Banner image

Insights

Confronting Corona: Using Pooling to Detect Coronavirus with Fewer Tests

Dina Berenbaum, Researcher at Stardat (a UST company)

As demonstrated in South Korea, the country which so far seems to be the most successful in slowing down infection rate, mass testing for infected individuals helps speed up the testing process.

Dina Berenbaum, Researcher at Stardat (a UST company)

Style

Post-info

A few days ago, I suggested to Professor Roy Kishony, my former advisor, the idea of pooling COVID-19 samples together as a way of making the tests more efficient and thus being able to test more people.

Since then, the team in the lab of Prof. Roy Kishony managed to coordinate with overwhelming speed and efficiency an experiment that shows that in fact the LOD (limit of detection) of the currently used COVID-19 test allows for 1:32 and even 1:64 dilution. This amazing result was posted on Twitter.

Prof. Roy Kishony’s experiment demonstrates how to pool the COVID-19 testing process. We can mix a single positive sample of COVID-19 with 31 or 63 negative samples respectively, and still manage to detect the virus.

How Does Pooling Help?

As demonstrated in South Korea, the country which so far seems to be the most successful in slowing down infection rate, mass testing for infected individuals helps speed up the testing process.

Together with Maor Ivgi, Stardat CTO, we present an explanation of the motivation behind the sample pooling method. I will explain how we can utilize an ability to detect COVID-19 in pooled samples to identify infected individuals with much fewer tests.

Important disclaimer: We are neither epidemiologists nor we are laboratory workers. We do not claim to understand or predict the course of the epidemic or the best lab practice. We are simply adding some mathematical background that can help improve testing efficiency. All the code for the calculations can be found here.

An Introduction to Pooling Strategy

Let’s first define some basics. Even if you are not a mathematician, this section should be clear enough for you. I’ve tried to incorporate some basic math into a coherent explanation of the technique:

Problem to Solve: Given N samples collected from individuals who are suspected to be infected by the COVID-19 virus, labs currently have to conduct N tests in order to identify all the positive samples. Given the limited number of laboratories and equipment, this is not efficient.

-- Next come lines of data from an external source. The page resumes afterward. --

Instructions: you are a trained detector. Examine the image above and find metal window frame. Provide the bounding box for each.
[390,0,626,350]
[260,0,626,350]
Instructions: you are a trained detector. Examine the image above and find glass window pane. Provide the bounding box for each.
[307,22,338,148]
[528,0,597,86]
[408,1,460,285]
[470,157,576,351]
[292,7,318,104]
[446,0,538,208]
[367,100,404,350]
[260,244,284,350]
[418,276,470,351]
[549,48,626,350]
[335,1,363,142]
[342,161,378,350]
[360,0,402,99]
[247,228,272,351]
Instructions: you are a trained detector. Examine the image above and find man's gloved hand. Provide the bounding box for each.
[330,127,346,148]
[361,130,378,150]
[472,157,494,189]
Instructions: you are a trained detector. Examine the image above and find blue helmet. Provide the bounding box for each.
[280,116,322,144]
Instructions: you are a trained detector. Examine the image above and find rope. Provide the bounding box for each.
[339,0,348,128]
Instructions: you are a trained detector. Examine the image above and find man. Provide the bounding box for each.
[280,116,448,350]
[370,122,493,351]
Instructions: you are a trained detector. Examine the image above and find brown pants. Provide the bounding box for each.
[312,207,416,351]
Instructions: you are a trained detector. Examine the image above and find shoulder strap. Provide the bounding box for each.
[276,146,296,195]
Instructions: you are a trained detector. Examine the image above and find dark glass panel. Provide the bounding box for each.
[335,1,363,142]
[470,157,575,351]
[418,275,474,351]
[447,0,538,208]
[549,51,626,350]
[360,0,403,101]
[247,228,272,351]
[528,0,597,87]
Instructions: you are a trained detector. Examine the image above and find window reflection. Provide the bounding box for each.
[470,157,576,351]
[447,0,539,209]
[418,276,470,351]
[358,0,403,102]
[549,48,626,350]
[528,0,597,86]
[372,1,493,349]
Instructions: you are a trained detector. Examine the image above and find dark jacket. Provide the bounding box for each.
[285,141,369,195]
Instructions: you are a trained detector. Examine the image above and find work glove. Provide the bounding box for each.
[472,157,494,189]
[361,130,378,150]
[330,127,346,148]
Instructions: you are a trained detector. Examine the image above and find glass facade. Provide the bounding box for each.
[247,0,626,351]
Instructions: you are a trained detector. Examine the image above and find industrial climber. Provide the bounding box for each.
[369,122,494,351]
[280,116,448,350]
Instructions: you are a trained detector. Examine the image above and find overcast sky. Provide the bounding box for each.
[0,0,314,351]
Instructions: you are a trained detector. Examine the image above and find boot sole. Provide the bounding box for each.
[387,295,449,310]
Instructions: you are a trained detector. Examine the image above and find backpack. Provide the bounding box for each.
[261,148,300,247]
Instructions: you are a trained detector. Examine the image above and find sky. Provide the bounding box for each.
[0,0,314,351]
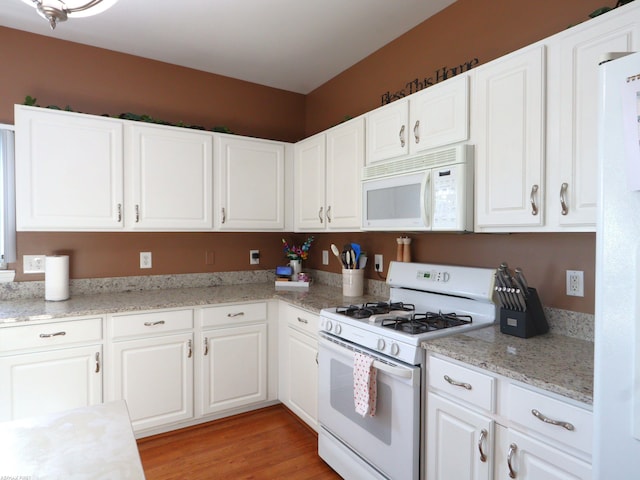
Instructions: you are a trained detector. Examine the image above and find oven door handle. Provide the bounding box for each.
[373,360,413,378]
[319,336,413,379]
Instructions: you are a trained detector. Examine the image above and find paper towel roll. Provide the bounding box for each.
[44,255,69,302]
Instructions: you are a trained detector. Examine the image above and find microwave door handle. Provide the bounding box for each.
[420,170,433,229]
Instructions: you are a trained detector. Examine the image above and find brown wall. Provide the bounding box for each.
[305,0,604,136]
[0,0,614,313]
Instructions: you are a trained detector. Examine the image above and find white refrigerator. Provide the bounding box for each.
[593,53,640,480]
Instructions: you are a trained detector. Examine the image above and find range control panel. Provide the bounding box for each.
[416,270,451,282]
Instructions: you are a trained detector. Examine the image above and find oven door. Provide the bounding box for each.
[318,333,421,480]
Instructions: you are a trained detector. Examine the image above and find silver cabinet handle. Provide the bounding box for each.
[40,332,67,338]
[560,182,569,215]
[529,185,538,215]
[444,375,471,390]
[478,428,489,463]
[507,443,518,478]
[531,408,575,432]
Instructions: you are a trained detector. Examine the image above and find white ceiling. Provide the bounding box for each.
[0,0,455,94]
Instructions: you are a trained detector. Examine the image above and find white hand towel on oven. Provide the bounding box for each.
[353,352,377,417]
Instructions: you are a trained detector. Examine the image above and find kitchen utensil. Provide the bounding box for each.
[351,243,361,268]
[331,243,344,267]
[515,267,529,297]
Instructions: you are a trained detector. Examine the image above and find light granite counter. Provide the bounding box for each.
[422,325,593,404]
[0,400,145,480]
[0,282,388,326]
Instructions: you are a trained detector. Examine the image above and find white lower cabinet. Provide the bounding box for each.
[425,354,593,480]
[200,302,268,414]
[108,310,194,432]
[427,393,493,480]
[278,303,319,430]
[0,318,103,421]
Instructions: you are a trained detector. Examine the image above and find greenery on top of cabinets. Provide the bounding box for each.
[24,95,233,133]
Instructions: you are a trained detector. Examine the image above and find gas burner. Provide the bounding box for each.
[336,302,416,318]
[381,312,472,335]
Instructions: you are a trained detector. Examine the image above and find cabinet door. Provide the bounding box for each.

We would like to decrease the number of tests required.
Pooling: This means mixing s samples from different people together and conducting the test on the mixed sample.
Probability of Sickness: This is represented by the letter p, meaning the estimated probability of an individual being infected, assuming that infections are independent across the population.
Claim: Given a number of samples of |s|=N>1, for certain values of p, we can, in expectancy, identify all positive samples in less than N tests. This will be done using a “Divide & Conquer” approach within each pool.

Stated more simply: We can find all of the positive samples inside a group - without the need to test all of them. The way to do it will be to rule out the entire group if it returns negative, and otherwise divide the group into two subgroups half the size each, and test both. This will be done recursively.

Pre-scoring and Ordering the Samples

While in the previous section, we referred to p (probabilities of infection) as being the same for the entire population - in reality, it is not.

If we manage to score the samples prior to testing based on their risk of infection, we can then order them by their scoring, resulting in fewer positive pools, meaning fewer tests conducted.

Again, without claiming to be epidemiologists or health care professionals, some possible suggestions for the scoring method could be:

Verified close contact with a known patient
Second-order contact
Presence of symptoms

Usage of Blocks

Perhaps at some stage, or in the presence of some considerations, there won’t be a need to identify each individual positive sample. Rather, it might be helpful to identify some very close contact blocks.

As an example, for family members who live in the same household, it will be enough to identify whether at least one family member is infected and act upon it.

In this case, the use of blocks that are moving together in the division will allow for early stopping of the algorithm – i.e., once a node is positive and consists only of the given block, there is no need to continue splitting and testing.

Reducing the Number of Tests to Identify Positive Samples

We have presented here a strategy, backed by math, to reduce the number of tests needed to identify positive samples.

Prof. Roy Kishony’s experiment proves that COVID-19 tests can be pooled at a rate of a 1:32 and even a 1:64 dilution. This means that we can mix a single positive sample of COVID-19 with 31 or 63 negative samples respectively, and still manage to detect the virus. The optimal size of the pooled group depends on the probability of infection.

Moreover, we can further reduce the number of tests needed by scoring the samples prior to testing based on their risk of infection as well as by taking advantage of close contact blocks (such as when testing members of the same family).

By pooling COVID-19 samples together using this strategy, we require fewer tests to obtain the same results. Thus, we can test more people, more quickly.